LLMs are trained on copious amounts of human interaction and language, so to me it made sense to lean into that and model my workflow around a “team” metaphor. I’m sure you’ve had what I call the “Bob” experience within an organization before: every time a question comes up about a particular topic or system, everyone says “Oh, go ask Bob about that.” Maybe Bob’s the one who built the process or system, or maybe he’s just been around long enough to have seen it all, but everyone knows that when you need to know something about “that thing” — you go ask Bob.

So that’s what I set out to build for myself. A team of agents that would each maintain as much context as possible around a particular domain or area of responsibility. That way, when I needed a new output or had a question related to that domain, I could go to Bob (or Janet, or Patty), and ask them for help, because they’d already “know” enough background to be immediately useful.

But it’s one thing to collect the disparate context needed to help an agent be an effective assistant — it’s quite another to keep that context updated over time.

The good news is that AI agents are very, very good at helping themselves do just that.

I made a new folder on my computer, and in the folder made sub-folders for multiple agents. Each one has a name and a basic persona, and each one is designed to accumulate and manage knowledge and context for a particular domain.
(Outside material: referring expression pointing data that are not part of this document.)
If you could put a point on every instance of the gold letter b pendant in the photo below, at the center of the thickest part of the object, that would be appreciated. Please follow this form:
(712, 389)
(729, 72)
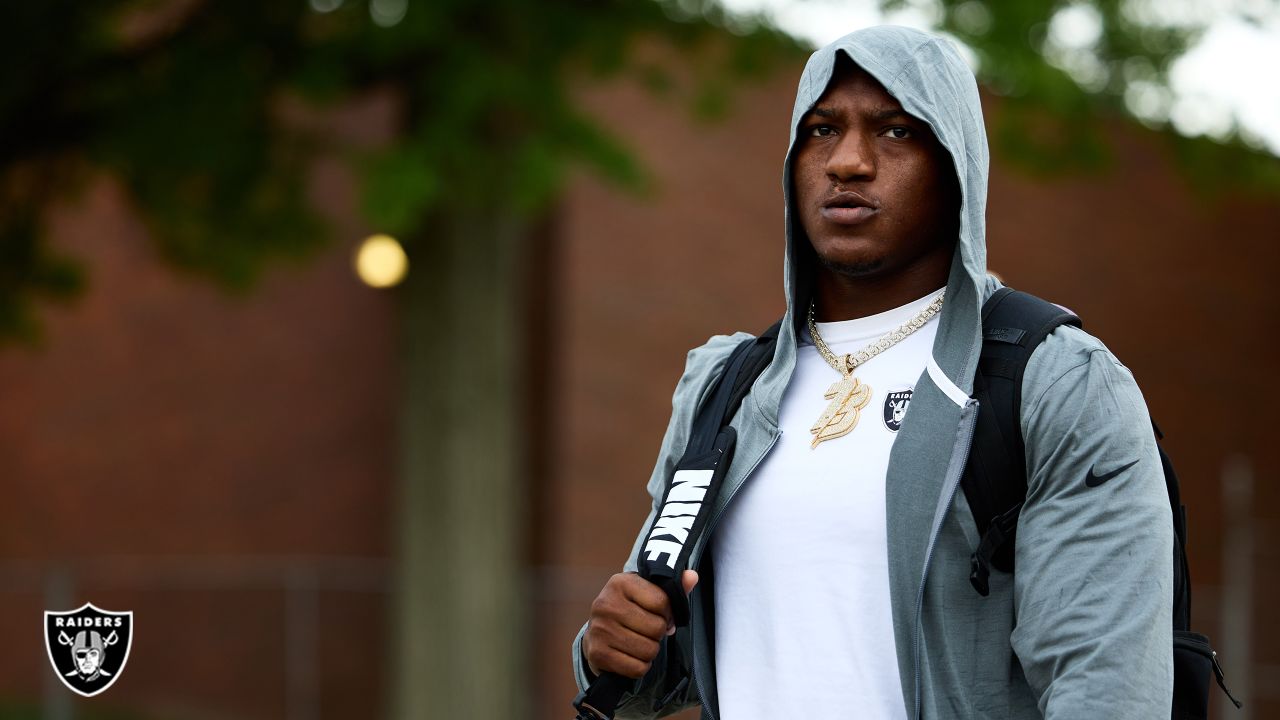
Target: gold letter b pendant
(848, 397)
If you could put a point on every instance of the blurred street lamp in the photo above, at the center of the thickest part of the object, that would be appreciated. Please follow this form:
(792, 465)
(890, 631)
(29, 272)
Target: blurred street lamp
(380, 261)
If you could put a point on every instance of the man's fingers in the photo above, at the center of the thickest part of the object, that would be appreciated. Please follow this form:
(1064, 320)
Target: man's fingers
(645, 595)
(689, 579)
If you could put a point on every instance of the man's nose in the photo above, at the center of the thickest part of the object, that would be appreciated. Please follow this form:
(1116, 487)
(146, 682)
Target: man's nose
(853, 158)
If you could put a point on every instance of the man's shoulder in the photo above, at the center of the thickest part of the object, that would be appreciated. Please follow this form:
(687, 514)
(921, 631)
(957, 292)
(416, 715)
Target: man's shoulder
(1070, 367)
(707, 361)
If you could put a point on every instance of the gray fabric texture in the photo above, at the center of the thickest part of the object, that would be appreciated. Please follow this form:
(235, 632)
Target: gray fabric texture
(1083, 627)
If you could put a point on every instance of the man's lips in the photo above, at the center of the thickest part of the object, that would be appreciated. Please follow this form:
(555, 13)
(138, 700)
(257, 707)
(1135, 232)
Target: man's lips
(848, 209)
(849, 215)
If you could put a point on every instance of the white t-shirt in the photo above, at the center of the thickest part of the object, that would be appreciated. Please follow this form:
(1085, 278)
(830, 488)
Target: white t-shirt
(803, 619)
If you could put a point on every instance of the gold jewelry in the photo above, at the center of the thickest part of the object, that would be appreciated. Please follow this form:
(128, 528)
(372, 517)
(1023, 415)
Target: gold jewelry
(848, 395)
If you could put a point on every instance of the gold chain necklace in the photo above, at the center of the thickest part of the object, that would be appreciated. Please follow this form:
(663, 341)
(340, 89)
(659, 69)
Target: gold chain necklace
(848, 395)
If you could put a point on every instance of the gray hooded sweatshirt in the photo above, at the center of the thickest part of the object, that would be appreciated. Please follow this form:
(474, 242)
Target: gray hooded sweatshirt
(1083, 627)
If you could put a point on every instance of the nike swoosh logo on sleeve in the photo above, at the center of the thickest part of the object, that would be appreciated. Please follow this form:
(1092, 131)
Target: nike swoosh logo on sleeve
(1093, 479)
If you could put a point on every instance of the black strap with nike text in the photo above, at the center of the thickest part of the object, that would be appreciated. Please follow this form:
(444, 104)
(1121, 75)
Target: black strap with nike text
(686, 507)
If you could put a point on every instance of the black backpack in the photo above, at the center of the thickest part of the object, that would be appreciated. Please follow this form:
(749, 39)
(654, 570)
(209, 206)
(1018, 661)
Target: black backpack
(995, 482)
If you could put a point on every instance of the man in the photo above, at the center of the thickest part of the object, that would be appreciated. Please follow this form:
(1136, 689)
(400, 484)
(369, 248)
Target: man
(833, 577)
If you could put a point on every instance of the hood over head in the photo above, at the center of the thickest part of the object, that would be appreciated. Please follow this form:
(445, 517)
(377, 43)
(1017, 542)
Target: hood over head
(927, 74)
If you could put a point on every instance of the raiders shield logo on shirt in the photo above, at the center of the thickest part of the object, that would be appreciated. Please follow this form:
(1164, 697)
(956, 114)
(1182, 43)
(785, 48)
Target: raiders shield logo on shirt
(895, 409)
(88, 646)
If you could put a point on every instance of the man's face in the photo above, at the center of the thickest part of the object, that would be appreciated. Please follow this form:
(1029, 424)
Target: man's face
(87, 660)
(874, 190)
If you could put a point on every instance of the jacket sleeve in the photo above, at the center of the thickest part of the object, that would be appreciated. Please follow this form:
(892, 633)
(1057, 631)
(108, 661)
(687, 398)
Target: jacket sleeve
(702, 367)
(1093, 579)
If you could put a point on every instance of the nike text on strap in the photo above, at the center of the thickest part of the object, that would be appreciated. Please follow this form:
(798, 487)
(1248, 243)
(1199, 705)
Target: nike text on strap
(686, 509)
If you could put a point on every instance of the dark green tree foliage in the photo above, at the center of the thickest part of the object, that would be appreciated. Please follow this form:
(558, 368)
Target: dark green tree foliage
(1051, 122)
(176, 98)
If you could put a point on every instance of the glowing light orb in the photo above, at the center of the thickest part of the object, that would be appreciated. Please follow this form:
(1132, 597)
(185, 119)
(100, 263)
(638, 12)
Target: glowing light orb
(380, 261)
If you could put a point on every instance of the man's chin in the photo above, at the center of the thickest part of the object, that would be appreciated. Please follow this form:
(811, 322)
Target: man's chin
(853, 268)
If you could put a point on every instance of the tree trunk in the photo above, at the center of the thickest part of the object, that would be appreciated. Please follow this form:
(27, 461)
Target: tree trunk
(460, 601)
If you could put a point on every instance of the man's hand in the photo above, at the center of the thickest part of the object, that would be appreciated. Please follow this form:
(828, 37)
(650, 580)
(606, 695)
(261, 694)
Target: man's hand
(629, 619)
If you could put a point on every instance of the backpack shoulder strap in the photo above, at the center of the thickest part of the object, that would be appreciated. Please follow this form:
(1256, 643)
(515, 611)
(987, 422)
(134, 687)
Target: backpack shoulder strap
(995, 481)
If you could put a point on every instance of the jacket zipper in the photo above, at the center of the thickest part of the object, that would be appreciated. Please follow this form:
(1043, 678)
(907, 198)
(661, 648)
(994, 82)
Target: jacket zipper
(952, 483)
(707, 537)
They have detailed instructions about to keep their own “memories”, and for how to maintain and update information about their particular domain.
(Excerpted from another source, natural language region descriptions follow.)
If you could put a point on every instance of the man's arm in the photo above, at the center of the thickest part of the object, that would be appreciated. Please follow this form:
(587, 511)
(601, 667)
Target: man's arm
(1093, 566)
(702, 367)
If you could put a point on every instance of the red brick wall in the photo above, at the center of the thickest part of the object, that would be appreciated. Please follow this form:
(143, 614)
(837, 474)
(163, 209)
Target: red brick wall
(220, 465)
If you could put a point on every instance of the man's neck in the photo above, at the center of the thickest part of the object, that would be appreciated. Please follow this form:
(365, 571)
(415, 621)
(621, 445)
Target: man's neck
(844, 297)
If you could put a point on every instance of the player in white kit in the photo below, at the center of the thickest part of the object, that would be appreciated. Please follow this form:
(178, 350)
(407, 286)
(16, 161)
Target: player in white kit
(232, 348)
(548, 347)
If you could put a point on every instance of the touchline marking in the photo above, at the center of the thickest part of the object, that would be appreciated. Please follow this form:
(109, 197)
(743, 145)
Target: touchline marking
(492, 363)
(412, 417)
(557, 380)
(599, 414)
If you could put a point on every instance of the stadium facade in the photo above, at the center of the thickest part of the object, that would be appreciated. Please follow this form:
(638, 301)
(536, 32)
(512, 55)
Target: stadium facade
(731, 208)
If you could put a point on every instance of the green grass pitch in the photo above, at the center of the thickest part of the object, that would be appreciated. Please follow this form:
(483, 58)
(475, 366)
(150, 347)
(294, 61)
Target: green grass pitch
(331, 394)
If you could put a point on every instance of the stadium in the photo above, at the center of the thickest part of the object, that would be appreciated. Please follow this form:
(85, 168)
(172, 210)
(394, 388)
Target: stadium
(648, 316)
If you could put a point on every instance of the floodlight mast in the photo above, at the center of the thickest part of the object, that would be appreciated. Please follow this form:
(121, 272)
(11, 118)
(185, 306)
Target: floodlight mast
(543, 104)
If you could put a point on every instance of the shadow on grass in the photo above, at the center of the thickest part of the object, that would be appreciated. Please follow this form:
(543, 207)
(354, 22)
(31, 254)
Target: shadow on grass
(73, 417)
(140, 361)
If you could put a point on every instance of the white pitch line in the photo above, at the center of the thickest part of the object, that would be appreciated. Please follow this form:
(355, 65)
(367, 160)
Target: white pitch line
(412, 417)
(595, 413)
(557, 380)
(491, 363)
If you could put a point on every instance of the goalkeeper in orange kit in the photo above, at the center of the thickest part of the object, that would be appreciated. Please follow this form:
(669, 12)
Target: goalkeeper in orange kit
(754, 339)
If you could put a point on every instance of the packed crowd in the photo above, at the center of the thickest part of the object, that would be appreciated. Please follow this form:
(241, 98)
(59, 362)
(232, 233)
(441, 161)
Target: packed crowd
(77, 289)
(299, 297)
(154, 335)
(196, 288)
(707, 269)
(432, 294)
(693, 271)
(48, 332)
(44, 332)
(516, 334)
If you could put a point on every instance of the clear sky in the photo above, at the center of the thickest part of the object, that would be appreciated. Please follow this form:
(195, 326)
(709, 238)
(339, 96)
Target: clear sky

At the start of each session, the very first thing they do is load up all of that previous context so we can pick up exactly where we left off the last time. Then the very last thing they do before we wrap up is update all of those memories to reflect what’s new or what’s changed. My interactions with them along the way(researching, writing, analyzing, modeling) gives them realtime information about how the context is evolving, and then they do the work of organizing and processing that information over time.

I’ve also added tools for the agents to easily access email, docs, Slack, and other external sources of context, making it easy for me to direct them to get up to speed quickly on specific items.

Because their context is continually updating, the agents have accumulated a rich understanding of what’s going on, so I don’t have to keep explaining things like projects, priorities, and people. I can just say things like, “Please refresh me on where things stand with the Acme partnership negotiation,” and “OK, which of the product descriptions still need to be updated?”

The main benefit is not that it helps me produce more useful outputs (though it absolutely does1). It’s that it preserves continuity of context over time. It dramatically lowers the cost of returning to hard problems without starting over. It helps maintain the internal map (or really, maps) needed to be effective. And once you’ve experienced that, it’s very hard to go back. For me, the system has stopped feeling like a system or a trick or a hack or a process, and started feeling like essential infrastructure.

  1. One of my agents helped me quickly find several good real-life example prompts to use above; another reviewed my entire archive of thousands of Readwise highlights to find relevant quotes to accompany this post. Then they managed all of the fiddly bits needed to get it published.